Skeptophilia (skep-to-fil-i-a) (n.) - the love of logical thought, skepticism, and thinking critically. Being an exploration of the applications of skeptical thinking to the world at large, with periodic excursions into linguistics, music, politics, cryptozoology, and why people keep seeing the face of Jesus on grilled cheese sandwiches.

Thursday, October 19, 2017

Purging the experts

One of the political trends I understand least is the increasing distrust of scientists by elected officials.

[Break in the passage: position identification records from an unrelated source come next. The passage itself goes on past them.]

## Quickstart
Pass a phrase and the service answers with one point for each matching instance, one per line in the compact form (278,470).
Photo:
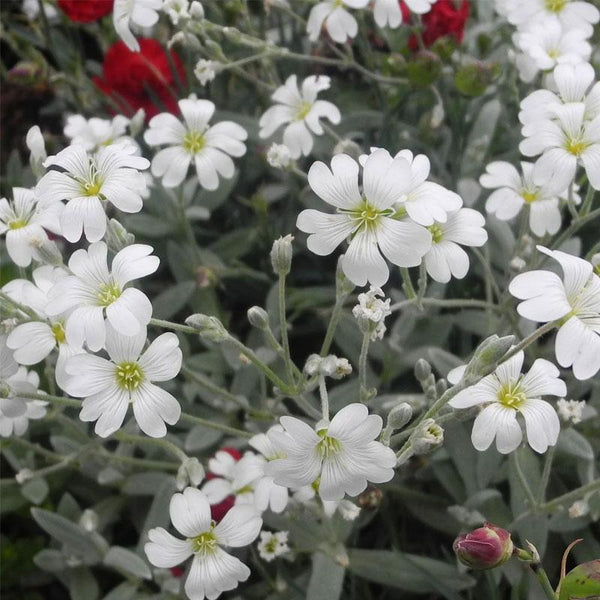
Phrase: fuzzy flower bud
(487,355)
(484,548)
(281,255)
(208,327)
(258,317)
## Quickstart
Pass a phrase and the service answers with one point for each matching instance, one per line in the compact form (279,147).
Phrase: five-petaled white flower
(93,291)
(142,13)
(23,221)
(447,259)
(301,109)
(111,175)
(574,302)
(340,24)
(507,392)
(369,217)
(514,191)
(210,148)
(342,455)
(213,570)
(109,386)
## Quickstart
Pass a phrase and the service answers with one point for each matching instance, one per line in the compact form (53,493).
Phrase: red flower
(135,79)
(446,17)
(86,11)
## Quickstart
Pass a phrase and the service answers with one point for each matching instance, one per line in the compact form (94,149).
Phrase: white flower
(112,175)
(446,258)
(109,386)
(279,156)
(514,191)
(340,24)
(14,422)
(573,84)
(272,545)
(213,570)
(367,217)
(548,44)
(206,70)
(563,143)
(570,410)
(209,148)
(93,133)
(93,291)
(372,311)
(267,494)
(571,14)
(573,301)
(23,220)
(238,478)
(139,12)
(506,393)
(342,454)
(424,201)
(301,109)
(34,341)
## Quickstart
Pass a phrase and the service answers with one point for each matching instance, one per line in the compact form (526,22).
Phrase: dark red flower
(141,79)
(86,11)
(446,17)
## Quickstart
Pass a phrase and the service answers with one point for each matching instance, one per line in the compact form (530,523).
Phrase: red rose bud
(484,548)
(86,11)
(141,79)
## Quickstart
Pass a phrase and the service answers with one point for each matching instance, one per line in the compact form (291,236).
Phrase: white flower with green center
(23,221)
(564,142)
(213,570)
(92,291)
(109,386)
(299,109)
(366,217)
(573,302)
(507,393)
(514,191)
(209,148)
(332,15)
(87,183)
(446,258)
(342,455)
(571,14)
(32,342)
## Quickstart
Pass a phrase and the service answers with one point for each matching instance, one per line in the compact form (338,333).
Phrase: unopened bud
(422,369)
(281,255)
(208,327)
(484,548)
(399,416)
(258,317)
(117,237)
(487,355)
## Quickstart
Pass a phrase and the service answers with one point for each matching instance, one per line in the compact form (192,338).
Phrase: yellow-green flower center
(205,543)
(437,233)
(129,376)
(303,111)
(555,5)
(58,331)
(511,395)
(193,142)
(328,446)
(108,293)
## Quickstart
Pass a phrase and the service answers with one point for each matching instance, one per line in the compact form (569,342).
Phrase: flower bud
(487,356)
(281,255)
(208,327)
(484,548)
(258,317)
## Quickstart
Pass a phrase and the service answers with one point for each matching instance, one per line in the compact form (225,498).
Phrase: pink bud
(484,548)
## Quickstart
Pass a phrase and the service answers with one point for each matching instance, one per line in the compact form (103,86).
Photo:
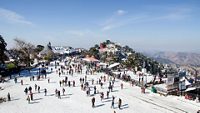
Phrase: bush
(10,66)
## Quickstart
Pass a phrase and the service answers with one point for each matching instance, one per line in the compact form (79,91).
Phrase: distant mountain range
(178,58)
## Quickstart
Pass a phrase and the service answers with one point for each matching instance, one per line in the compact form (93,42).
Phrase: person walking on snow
(45,92)
(113,102)
(28,99)
(8,97)
(119,103)
(93,102)
(63,91)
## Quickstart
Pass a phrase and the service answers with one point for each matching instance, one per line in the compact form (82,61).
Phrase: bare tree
(25,51)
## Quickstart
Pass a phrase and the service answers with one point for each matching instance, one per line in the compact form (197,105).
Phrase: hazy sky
(172,25)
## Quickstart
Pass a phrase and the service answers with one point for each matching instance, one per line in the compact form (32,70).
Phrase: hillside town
(105,65)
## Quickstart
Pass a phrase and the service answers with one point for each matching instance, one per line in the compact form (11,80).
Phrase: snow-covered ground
(76,101)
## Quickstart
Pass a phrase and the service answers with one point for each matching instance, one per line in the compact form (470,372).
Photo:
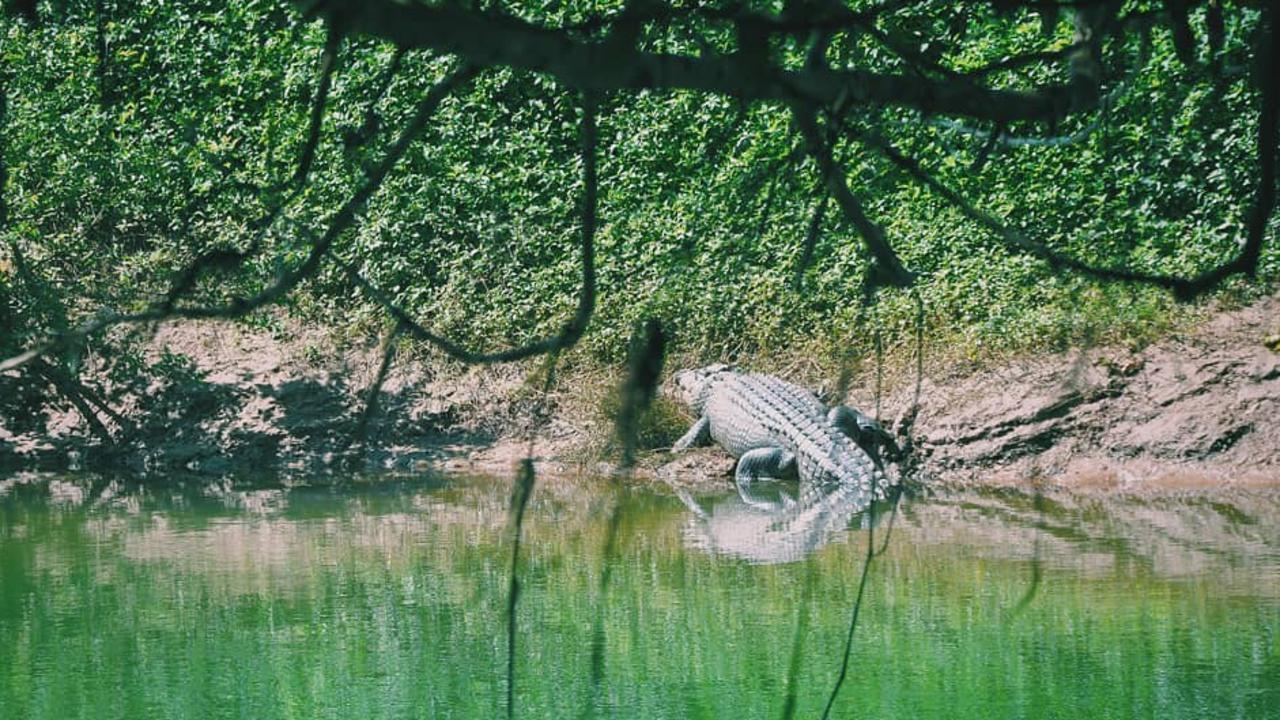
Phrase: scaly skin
(776,428)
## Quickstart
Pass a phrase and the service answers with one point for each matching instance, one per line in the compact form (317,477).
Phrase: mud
(1197,410)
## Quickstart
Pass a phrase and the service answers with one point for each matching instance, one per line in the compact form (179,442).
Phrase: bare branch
(496,40)
(853,616)
(810,238)
(894,273)
(328,62)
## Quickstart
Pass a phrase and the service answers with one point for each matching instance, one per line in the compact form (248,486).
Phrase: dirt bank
(1202,408)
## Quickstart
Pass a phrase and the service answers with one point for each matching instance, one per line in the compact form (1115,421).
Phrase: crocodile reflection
(767,524)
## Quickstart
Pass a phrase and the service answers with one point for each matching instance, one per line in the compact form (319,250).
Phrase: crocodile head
(693,386)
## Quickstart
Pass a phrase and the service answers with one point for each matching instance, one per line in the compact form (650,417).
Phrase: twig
(375,388)
(524,488)
(853,616)
(833,176)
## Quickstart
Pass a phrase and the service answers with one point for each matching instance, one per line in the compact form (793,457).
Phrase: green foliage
(128,164)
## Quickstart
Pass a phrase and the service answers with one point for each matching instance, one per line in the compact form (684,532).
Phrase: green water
(387,598)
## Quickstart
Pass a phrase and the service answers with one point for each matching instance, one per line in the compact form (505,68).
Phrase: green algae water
(387,597)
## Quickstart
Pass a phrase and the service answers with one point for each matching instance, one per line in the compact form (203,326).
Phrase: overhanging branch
(602,65)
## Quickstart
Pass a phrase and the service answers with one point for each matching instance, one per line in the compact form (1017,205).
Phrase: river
(369,597)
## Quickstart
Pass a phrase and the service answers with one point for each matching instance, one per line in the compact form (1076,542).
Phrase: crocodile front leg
(768,463)
(698,434)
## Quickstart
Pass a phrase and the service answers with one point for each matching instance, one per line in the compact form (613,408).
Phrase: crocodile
(777,429)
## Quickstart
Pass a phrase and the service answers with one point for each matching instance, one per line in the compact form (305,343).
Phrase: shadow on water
(387,597)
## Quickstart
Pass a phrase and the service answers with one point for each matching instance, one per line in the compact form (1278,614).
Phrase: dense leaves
(142,135)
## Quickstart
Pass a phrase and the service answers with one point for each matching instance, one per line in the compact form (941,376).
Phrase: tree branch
(894,273)
(574,328)
(496,40)
(287,281)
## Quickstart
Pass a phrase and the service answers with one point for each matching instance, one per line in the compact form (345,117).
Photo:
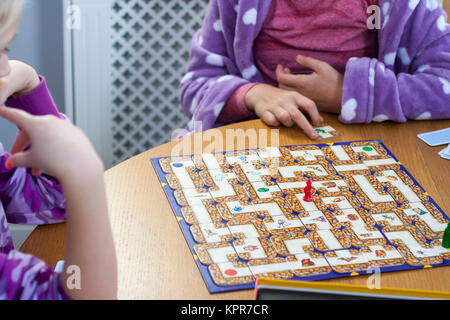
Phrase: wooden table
(153,257)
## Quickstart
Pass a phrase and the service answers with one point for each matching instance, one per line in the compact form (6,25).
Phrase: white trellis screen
(124,62)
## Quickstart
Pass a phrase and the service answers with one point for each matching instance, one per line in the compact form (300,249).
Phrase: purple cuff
(38,102)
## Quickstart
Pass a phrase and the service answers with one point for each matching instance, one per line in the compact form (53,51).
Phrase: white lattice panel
(151,41)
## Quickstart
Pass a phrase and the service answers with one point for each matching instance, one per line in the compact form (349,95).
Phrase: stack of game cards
(437,138)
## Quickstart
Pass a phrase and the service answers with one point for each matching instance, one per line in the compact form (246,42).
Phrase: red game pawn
(307,190)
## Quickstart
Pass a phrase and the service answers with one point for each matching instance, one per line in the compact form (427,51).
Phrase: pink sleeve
(235,108)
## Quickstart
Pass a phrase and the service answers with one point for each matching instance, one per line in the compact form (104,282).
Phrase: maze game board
(243,214)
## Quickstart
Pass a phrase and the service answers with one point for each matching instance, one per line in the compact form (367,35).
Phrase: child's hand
(58,147)
(21,80)
(324,86)
(274,106)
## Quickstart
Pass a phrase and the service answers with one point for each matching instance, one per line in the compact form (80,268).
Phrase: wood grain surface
(153,257)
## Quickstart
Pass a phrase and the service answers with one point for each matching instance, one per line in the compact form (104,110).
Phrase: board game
(244,216)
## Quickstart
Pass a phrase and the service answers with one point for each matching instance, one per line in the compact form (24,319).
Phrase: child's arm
(24,89)
(412,83)
(63,151)
(28,199)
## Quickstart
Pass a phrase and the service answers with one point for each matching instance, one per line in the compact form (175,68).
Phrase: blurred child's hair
(9,10)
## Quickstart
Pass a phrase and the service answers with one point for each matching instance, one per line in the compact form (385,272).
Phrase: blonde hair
(9,11)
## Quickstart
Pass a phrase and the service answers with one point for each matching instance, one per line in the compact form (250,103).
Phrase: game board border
(213,288)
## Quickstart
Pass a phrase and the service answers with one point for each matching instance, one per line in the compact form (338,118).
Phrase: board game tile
(370,193)
(413,245)
(230,273)
(210,233)
(309,154)
(210,161)
(430,221)
(382,255)
(272,207)
(254,248)
(202,213)
(214,177)
(386,220)
(263,190)
(273,268)
(167,164)
(254,173)
(347,261)
(285,222)
(350,218)
(326,132)
(309,264)
(319,171)
(329,239)
(345,201)
(230,190)
(419,256)
(330,188)
(231,208)
(185,178)
(291,241)
(315,220)
(367,150)
(217,252)
(269,153)
(247,225)
(190,197)
(350,168)
(400,186)
(242,158)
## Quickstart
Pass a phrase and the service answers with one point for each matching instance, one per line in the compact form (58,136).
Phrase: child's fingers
(283,116)
(269,119)
(20,143)
(16,116)
(300,120)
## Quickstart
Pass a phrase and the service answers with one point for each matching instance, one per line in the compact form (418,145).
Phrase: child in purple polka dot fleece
(285,61)
(28,196)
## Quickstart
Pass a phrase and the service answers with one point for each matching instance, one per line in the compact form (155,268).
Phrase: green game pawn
(446,239)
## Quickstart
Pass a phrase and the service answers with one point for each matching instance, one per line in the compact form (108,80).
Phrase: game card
(326,132)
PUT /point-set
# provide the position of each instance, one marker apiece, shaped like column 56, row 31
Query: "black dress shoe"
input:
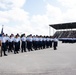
column 5, row 54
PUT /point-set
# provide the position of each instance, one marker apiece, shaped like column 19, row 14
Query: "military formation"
column 22, row 43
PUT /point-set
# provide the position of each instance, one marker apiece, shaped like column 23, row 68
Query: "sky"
column 35, row 16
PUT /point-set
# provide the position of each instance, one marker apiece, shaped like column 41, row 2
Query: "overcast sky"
column 34, row 16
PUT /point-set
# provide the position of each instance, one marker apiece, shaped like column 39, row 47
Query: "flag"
column 2, row 30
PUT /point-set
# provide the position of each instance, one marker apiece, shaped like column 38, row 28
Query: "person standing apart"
column 55, row 43
column 23, row 45
column 4, row 44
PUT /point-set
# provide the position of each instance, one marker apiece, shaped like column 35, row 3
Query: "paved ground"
column 41, row 62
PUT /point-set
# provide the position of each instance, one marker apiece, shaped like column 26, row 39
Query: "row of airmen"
column 17, row 43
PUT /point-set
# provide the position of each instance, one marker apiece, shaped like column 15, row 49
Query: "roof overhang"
column 64, row 26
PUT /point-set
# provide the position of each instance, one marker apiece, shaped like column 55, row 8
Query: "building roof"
column 71, row 25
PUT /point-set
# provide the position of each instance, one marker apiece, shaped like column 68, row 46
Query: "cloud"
column 6, row 4
column 68, row 3
column 18, row 20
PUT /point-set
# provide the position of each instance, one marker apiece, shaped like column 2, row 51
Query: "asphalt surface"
column 41, row 62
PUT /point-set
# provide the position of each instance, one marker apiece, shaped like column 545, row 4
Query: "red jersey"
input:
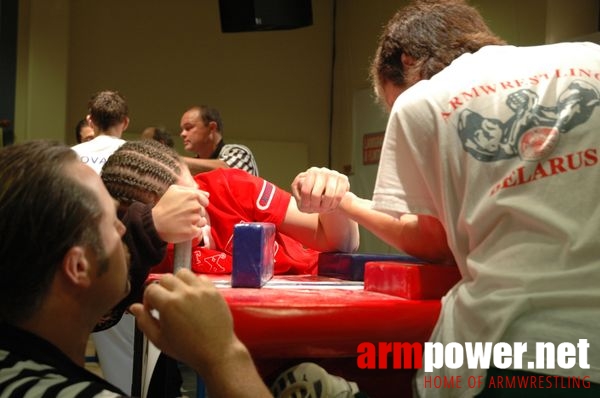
column 237, row 197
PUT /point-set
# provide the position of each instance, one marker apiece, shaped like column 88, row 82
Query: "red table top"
column 309, row 316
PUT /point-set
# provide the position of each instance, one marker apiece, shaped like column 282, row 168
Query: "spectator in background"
column 64, row 265
column 109, row 117
column 84, row 132
column 202, row 133
column 159, row 134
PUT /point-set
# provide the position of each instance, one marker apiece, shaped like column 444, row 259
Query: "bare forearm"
column 417, row 235
column 234, row 376
column 339, row 232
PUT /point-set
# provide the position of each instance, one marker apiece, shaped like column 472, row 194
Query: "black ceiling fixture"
column 261, row 15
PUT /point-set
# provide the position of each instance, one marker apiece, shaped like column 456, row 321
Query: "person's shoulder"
column 235, row 147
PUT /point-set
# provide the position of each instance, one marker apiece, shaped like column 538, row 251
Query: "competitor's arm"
column 418, row 235
column 197, row 165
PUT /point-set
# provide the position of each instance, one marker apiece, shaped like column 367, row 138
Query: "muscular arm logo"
column 533, row 131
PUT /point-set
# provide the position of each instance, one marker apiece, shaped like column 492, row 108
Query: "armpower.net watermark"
column 480, row 355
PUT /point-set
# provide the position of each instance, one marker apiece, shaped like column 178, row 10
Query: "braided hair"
column 141, row 171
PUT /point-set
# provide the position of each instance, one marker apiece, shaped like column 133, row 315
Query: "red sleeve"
column 238, row 192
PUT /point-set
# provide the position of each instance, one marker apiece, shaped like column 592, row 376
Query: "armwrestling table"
column 323, row 319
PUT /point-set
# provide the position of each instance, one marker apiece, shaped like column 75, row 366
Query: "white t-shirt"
column 502, row 146
column 95, row 152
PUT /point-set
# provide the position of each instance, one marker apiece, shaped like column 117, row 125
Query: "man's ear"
column 212, row 126
column 407, row 60
column 76, row 266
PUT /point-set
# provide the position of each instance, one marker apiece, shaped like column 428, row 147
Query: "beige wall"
column 270, row 86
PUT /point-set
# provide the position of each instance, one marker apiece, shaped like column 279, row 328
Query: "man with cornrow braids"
column 141, row 171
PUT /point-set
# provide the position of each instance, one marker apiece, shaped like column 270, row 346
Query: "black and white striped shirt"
column 32, row 367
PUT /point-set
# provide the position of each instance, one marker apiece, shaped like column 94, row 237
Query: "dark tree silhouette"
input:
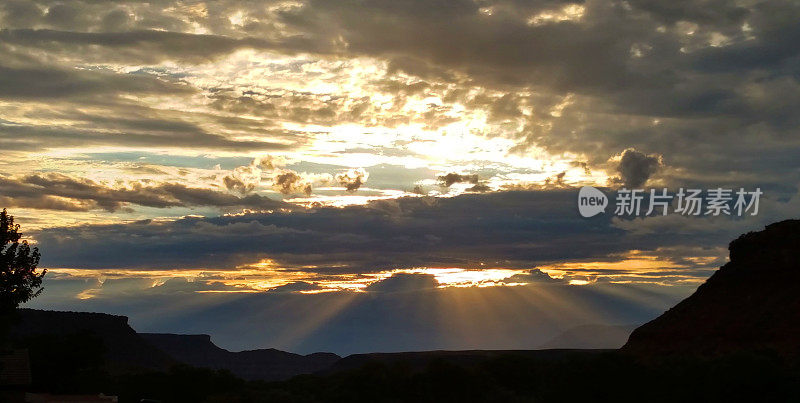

It's not like this disparagement of experts is across the board.  When you're sick, and the doctor runs tests and diagnoses you with a sinus infection, you don't say, "I don't believe you.  My real estate agent told me it sounded like I had an ulcer, so I'm gonna go with that."  When you get on an airplane, you don't say to the pilot, "You damn elite aviation specialists, you're obviously biased because of your training.  I think you should hand over the controls to Farmer Bob, here."  When you have your car repaired, you wouldn't say to the mechanic, "I'm not going to do the repairs you suggest, because you have an obvious monetary interest in the car being broken.  I'll get a second opinion from my son's kindergarten teacher, Mrs. Hinkwhistle, who is a disinterested party."

But that's how scientists are treated by politicians.  And it's gotten worse.  Just yesterday, Scott Pruitt, who is the de facto leader of the Environmental Protection Agency despite his apparent loathing of both the environment and the agency, announced that there was going to be a purge of scientists on EPA advisory boards.

"What’s most important at the agency is to have scientific advisers that are objective, independent-minded, providing transparent recommendations,” Pruitt said when he spoke to a group at the Heritage Foundation, an anti-environmental, pro-corporate lobby group.  "If we have individuals who are on those boards, sometimes receiving money from the agency … that to me causes questions on the independence and the veracity and the transparency of those recommendations that are coming our way."

Well, of course environmental scientists get funding from the EPA, you dolt.  One of the EPA's functions is providing grants for basic research in environmental science.  Saying that environmental scientists can't be on EPA advisory boards is a little like excluding doctors from being on medical advisory boards.

Can't have that, after all.  Those doctors are clearly biased to be in favor of policies that promote better health care services, because then they get money for providing those services.  Better populate the medical advisory boards with people who know nothing whatsoever about medicine.

Of course, I am morally certain that the purging of trained scientists from EPA advisory boards is not simply because of this administration's anti-science bent, although that clearly exists as well.  The fight between corporate stooges like Scott Pruitt and the scientific community stems from the fact that much of what the scientists are saying runs counter to economic expediency.  You know, such things as:
  • Climate change exists and is anthropogenic in origin
  • Dumping mining waste into streams and lakes is a bad idea
  • Corporations need strictures on the impact of what they do on the environment, because they have a poor track record of policing themselves
  • Reducing the allowable amounts of air pollutants improves air quality and eases such conditions as asthma and chronic bronchitis
  • Oil pipelines have a nasty habit of breaking and leading to damaging oil spills
  • It's a stupid idea to store pressurized natural gas in unstable underground salt caverns
All of which we environmental types -- by which I mean, people who would like future generations to have drinkable water, breathable air, and a habitable world -- have had to fight in the past year.  The Trump administration's approach to environmental policy is like the Hydra; you cut off one foul, pollution-emitting head, and it grows two more.

The whole thing is driven by a furious drive toward deregulation, which in turn comes out of unchecked corporate greed.  Jennifer Sass, senior scientist for the National Resources Defense Council, nailed it:  "Pruitt’s purge has a single goal: get rid of scientists who tell us the facts about threats to our environment and health.  There’s a reason he won’t apply the same limits to scientists funded by corporate polluters.  Now the only scientists on Pruitt’s good list will be those with funding from polluters supporting Trump’s agenda to make America toxic again."

Michael Halpern, deputy director of the Center for Science and Democracy, agreed.  Halpern said that if Pruitt succeeds in his purge, he "would be willfully setting himself up to fail at the job of protecting public health and the environment."

The problem is, stories like this get buried in the ongoing shitstorm that has characterized the leadership of the United States in the last ten months.  It's another Hydra, and people simply can't pay attention to all of the horrible news at the same time.  That's what they're counting on -- that with outrages over kneeling athletes and disrespect by the president of military widows and allegations of sexual impropriety, we'll just ignore the fact that while all this other stuff is happening, our leaders are gutting every protection the environment has gained in the last fifty years.

You'd think that with the natural disasters this year -- unprecedented hurricanes and wildfires and floods -- we'd wise up and say, "You know, maybe it's time we started paying attention to the damage we've done."  But unfortunately, we're heading in exactly the opposite direction.  My fear is that by doing this, we're making the eventual backlash from the environment unstoppable.

And it would be a Pyrrhic victory, but I hope Scott Pruitt is around to watch it happen.